Le novice en politique Pedro Castillo, un instituteur représentant la gauche radicale, et l’expérimentée candidate de la droite populiste, Keiko Fujimori (fille de l’ancien président Alberto Fujimori), s’affronteront pour le second tour de la présidentielle au Pérou, prévu le 6 juin. Pedro Castillo, qui a créé la surprise en se hissant en tête du premier tour, le dimanche 11 avril, est un instituteur de 51 ans, sorti de l’anonymat en 2017 à la faveur d’un vaste mouvement de grève des enseignants dont il avait pris la tête.

Originaire de la province de Cajmarca dont il arbore le chapeau blanc traditionnel, M. Castillo était candidat pour le petit parti de la gauche radicale Peru Libre. Il est né à Puña, un village de cette province où il a vécu et travaillé comme enseignant dans une école rurale pendant 24 ans. Son sens de la pédagogie a fait mouche pendant les débats électoraux à la télévision, où il s’est fait remarquer par ses réponses claires et concises.
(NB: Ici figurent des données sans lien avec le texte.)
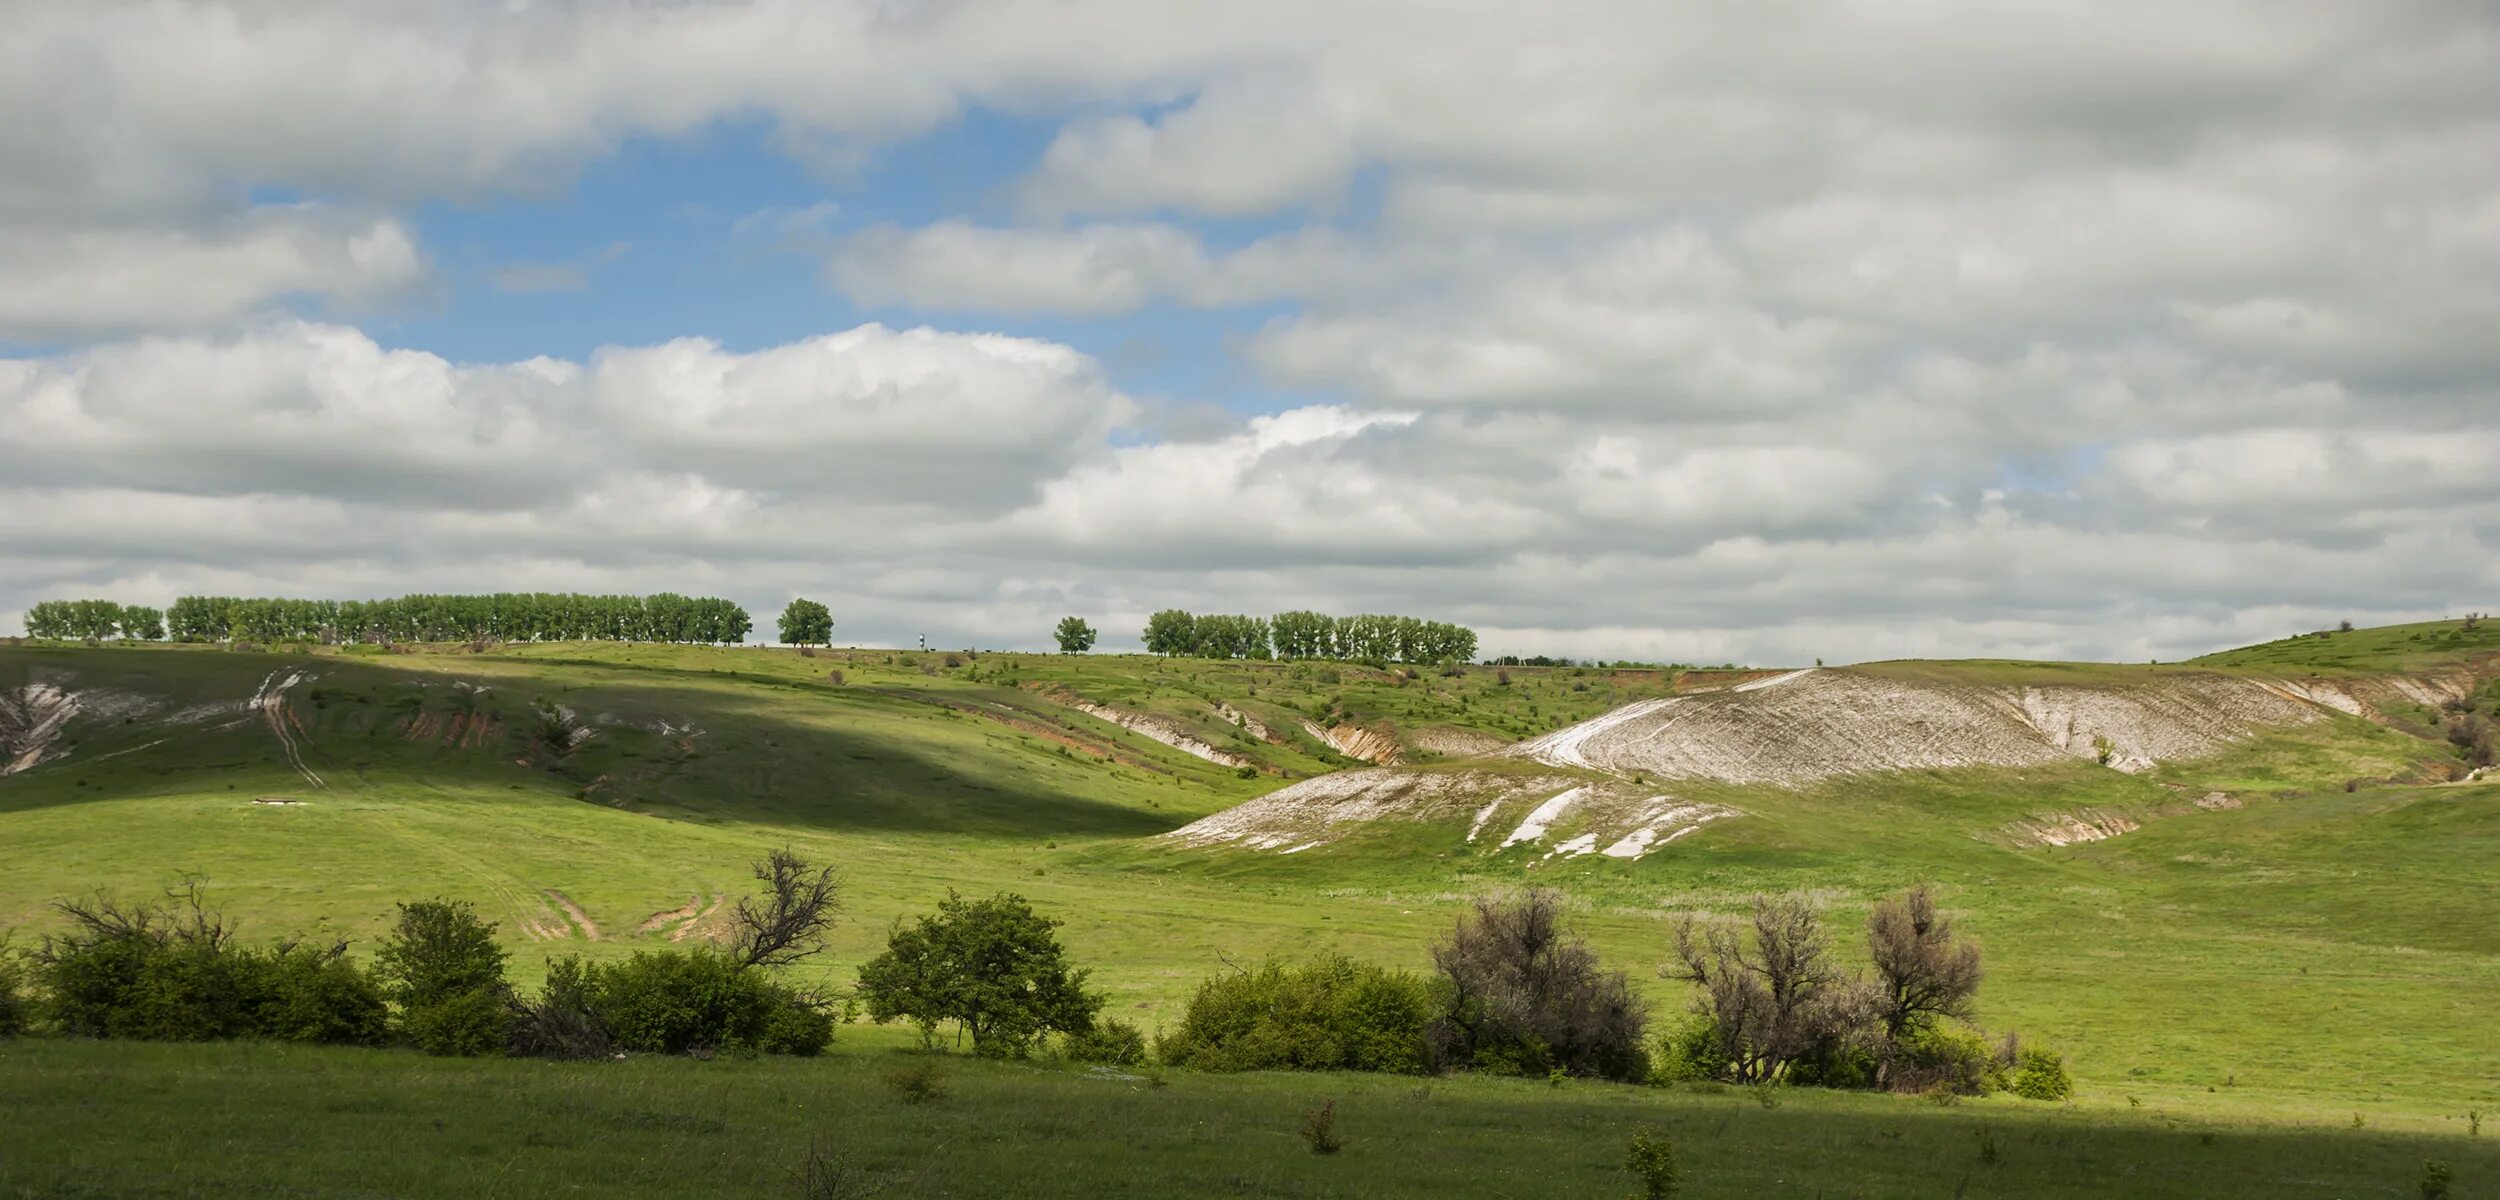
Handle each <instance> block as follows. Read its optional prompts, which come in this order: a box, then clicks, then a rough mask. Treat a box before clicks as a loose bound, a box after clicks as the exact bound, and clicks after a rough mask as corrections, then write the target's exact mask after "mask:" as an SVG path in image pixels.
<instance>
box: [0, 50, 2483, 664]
mask: <svg viewBox="0 0 2500 1200" xmlns="http://www.w3.org/2000/svg"><path fill="white" fill-rule="evenodd" d="M0 113H10V120H5V123H0V630H15V627H17V625H20V612H22V610H25V605H30V602H35V600H45V597H88V595H98V597H113V600H123V602H153V605H163V602H170V600H173V597H175V595H190V592H215V595H307V597H377V595H397V592H412V590H427V592H455V590H600V592H605V590H625V592H652V590H677V592H695V595H727V597H735V600H740V602H742V605H747V607H750V610H752V612H755V615H758V622H760V625H763V627H765V630H770V617H773V612H778V610H780V605H783V602H788V600H790V597H798V595H808V597H818V600H825V602H828V605H830V607H833V612H835V622H838V625H835V640H838V642H860V645H908V642H913V640H915V637H923V635H925V637H928V640H930V645H975V647H1045V645H1050V627H1053V625H1055V622H1058V617H1060V615H1070V612H1073V615H1085V617H1090V620H1093V622H1095V625H1098V627H1103V647H1105V650H1118V647H1135V642H1138V630H1140V627H1143V620H1145V615H1148V612H1153V610H1160V607H1190V610H1203V612H1205V610H1215V612H1275V610H1288V607H1318V610H1330V612H1408V615H1420V617H1435V620H1458V622H1465V625H1473V627H1475V630H1480V635H1483V647H1485V652H1490V655H1500V652H1520V655H1535V652H1548V655H1575V657H1610V660H1615V657H1635V660H1690V662H1723V660H1733V662H1760V665H1783V662H1805V660H1810V657H1825V660H1833V662H1850V660H1878V657H1965V655H1990V657H1998V655H2005V657H2015V655H2020V657H2108V660H2148V657H2165V660H2168V657H2183V655H2193V652H2203V650H2213V647H2223V645H2238V642H2250V640H2270V637H2280V635H2288V632H2295V630H2313V627H2325V625H2333V622H2335V620H2355V622H2390V620H2428V617H2443V615H2463V612H2468V610H2490V607H2495V605H2500V10H2493V8H2490V5H2488V2H2480V0H2478V2H2403V0H2390V2H2370V5H2355V2H2350V0H2333V2H2313V0H2263V2H2238V0H2210V2H2200V5H2153V2H2110V0H2098V2H2023V0H2013V2H2008V0H1993V2H1948V0H1885V2H1788V0H1770V2H1765V0H1728V2H1715V0H1713V2H1658V0H1625V2H1613V0H1608V2H1583V0H1545V2H1538V5H1478V2H1450V0H1433V2H1385V0H1328V2H1303V0H1268V2H1260V5H1175V2H1170V0H1135V2H1130V0H988V2H958V0H888V2H848V0H805V2H778V0H755V2H705V0H682V2H637V5H622V2H592V0H577V2H440V5H397V2H362V0H345V2H337V0H325V2H225V5H205V2H150V5H140V2H130V5H123V2H98V5H63V2H32V0H0Z"/></svg>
En 2017, il avait entraîné des milliers d’enseignants du secteur public dans un mouvement de grève national qui avait duré près de 80 jours, pour réclamer notamment des hausses de salaire, finalement obtenues.
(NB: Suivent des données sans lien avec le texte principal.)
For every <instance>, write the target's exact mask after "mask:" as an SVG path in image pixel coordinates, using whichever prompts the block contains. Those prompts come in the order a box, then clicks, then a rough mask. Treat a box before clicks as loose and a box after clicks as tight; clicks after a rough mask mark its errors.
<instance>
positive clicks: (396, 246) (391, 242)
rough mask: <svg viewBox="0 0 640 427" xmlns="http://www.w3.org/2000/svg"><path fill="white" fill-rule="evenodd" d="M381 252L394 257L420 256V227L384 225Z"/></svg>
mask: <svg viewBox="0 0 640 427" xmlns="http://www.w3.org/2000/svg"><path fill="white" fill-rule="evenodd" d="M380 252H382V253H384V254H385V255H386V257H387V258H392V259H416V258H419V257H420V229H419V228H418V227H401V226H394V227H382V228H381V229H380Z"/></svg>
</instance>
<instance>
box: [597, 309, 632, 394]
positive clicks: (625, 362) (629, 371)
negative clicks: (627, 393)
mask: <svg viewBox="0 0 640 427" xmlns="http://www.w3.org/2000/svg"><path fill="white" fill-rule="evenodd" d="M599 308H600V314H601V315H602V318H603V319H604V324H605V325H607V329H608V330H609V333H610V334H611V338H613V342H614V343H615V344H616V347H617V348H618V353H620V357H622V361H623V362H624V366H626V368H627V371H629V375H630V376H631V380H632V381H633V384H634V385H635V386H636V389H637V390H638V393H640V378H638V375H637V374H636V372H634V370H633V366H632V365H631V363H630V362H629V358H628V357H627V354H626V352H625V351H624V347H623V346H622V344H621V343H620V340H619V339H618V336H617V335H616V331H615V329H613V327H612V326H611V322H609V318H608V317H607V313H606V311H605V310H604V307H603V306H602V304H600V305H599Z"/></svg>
Pendant la campagne, il a promis des changements radicaux, "pas des rustines ou des réformes" comme le proposaient, selon lui, les trois autres candidats de gauche.
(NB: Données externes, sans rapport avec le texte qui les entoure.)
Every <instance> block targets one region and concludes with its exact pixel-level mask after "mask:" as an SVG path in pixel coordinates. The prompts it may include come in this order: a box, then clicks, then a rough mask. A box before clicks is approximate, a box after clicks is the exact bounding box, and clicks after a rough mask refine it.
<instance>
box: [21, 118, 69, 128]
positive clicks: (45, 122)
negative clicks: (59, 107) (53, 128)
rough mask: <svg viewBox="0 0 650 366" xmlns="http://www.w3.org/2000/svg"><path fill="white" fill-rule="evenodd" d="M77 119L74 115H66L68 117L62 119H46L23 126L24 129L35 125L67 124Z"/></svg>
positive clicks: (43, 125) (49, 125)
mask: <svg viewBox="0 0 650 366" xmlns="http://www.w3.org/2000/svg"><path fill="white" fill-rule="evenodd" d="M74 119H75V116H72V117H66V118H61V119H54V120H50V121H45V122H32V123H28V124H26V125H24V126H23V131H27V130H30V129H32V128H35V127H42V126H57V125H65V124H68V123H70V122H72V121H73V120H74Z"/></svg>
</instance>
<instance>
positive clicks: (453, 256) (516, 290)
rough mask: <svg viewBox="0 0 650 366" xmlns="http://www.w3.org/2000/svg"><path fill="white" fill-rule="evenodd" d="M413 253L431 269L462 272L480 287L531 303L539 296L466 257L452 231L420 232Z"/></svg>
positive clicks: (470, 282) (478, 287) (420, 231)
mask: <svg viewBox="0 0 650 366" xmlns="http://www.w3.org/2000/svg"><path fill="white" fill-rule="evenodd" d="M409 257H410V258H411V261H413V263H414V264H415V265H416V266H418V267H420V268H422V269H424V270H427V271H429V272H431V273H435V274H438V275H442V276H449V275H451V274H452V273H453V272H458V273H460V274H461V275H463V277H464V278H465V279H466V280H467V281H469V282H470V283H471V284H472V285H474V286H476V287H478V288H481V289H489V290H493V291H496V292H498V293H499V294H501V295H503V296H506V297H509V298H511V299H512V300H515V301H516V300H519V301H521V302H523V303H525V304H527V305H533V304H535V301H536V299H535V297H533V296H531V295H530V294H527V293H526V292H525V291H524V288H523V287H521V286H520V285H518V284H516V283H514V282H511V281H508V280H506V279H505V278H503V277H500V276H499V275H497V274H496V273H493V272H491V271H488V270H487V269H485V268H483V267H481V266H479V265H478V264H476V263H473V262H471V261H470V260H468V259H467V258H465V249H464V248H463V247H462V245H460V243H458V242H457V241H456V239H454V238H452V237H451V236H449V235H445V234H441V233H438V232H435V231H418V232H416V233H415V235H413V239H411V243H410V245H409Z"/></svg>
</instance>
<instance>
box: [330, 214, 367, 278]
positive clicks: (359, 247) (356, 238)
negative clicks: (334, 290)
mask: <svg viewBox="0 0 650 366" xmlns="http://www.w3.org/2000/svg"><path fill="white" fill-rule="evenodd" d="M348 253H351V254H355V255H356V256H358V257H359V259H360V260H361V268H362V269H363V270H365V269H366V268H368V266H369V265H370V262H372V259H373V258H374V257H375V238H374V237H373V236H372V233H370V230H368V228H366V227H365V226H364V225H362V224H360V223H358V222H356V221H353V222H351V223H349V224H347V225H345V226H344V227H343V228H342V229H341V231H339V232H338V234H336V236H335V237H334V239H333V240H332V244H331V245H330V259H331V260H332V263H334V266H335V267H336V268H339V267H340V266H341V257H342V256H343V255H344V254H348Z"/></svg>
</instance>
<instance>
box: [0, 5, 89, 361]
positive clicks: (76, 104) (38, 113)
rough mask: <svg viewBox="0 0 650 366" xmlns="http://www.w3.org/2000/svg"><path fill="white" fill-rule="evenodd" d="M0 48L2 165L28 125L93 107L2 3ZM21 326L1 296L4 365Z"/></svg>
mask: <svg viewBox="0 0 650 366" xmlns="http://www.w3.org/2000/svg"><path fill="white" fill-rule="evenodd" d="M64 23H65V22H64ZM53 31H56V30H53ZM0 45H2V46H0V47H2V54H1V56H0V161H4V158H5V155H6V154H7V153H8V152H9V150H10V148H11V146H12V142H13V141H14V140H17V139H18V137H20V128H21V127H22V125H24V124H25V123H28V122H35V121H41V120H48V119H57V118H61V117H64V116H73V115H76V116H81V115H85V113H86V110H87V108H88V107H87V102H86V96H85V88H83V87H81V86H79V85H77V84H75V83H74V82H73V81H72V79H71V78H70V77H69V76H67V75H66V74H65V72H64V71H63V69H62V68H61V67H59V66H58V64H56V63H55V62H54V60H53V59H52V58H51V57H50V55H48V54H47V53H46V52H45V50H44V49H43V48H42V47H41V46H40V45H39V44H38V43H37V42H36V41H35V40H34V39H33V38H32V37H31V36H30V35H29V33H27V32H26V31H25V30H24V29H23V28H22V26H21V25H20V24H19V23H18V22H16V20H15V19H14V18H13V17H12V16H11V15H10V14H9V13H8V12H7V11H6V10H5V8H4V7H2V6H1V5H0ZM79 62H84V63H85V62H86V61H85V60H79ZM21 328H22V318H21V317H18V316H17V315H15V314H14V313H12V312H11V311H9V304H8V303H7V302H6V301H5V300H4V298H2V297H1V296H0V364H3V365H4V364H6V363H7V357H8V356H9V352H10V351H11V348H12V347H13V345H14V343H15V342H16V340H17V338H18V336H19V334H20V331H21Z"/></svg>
Peru Libre est l’un des rares partis péruviens de gauche qui défend le régime du président socialiste vénézuélien Nicolas Maduro. Son programme s’appuie sur trois piliers : la santé, l’éducation et l’agriculture, qu’il compte renforcer pour stimuler le développement du pays.

M. Castillo est également en faveur d’une reprise du contrôle par l’État des richesses énergétiques et minérales du pays.

Parmi ses promesses de campagne les plus controversées, M. Castillo s’est engagé à expulser les étrangers qui commettent des crimes au Pérou, un avertissement à peine voilé aux migrants vénézuéliens illégaux arrivés par centaines de milliers depuis 2017. Il a promis de donner "72 heures pour quitter le pays aux étrangers illégaux qui viennent commettre des crimes".

Il souhaite également réintroduire la peine de mort.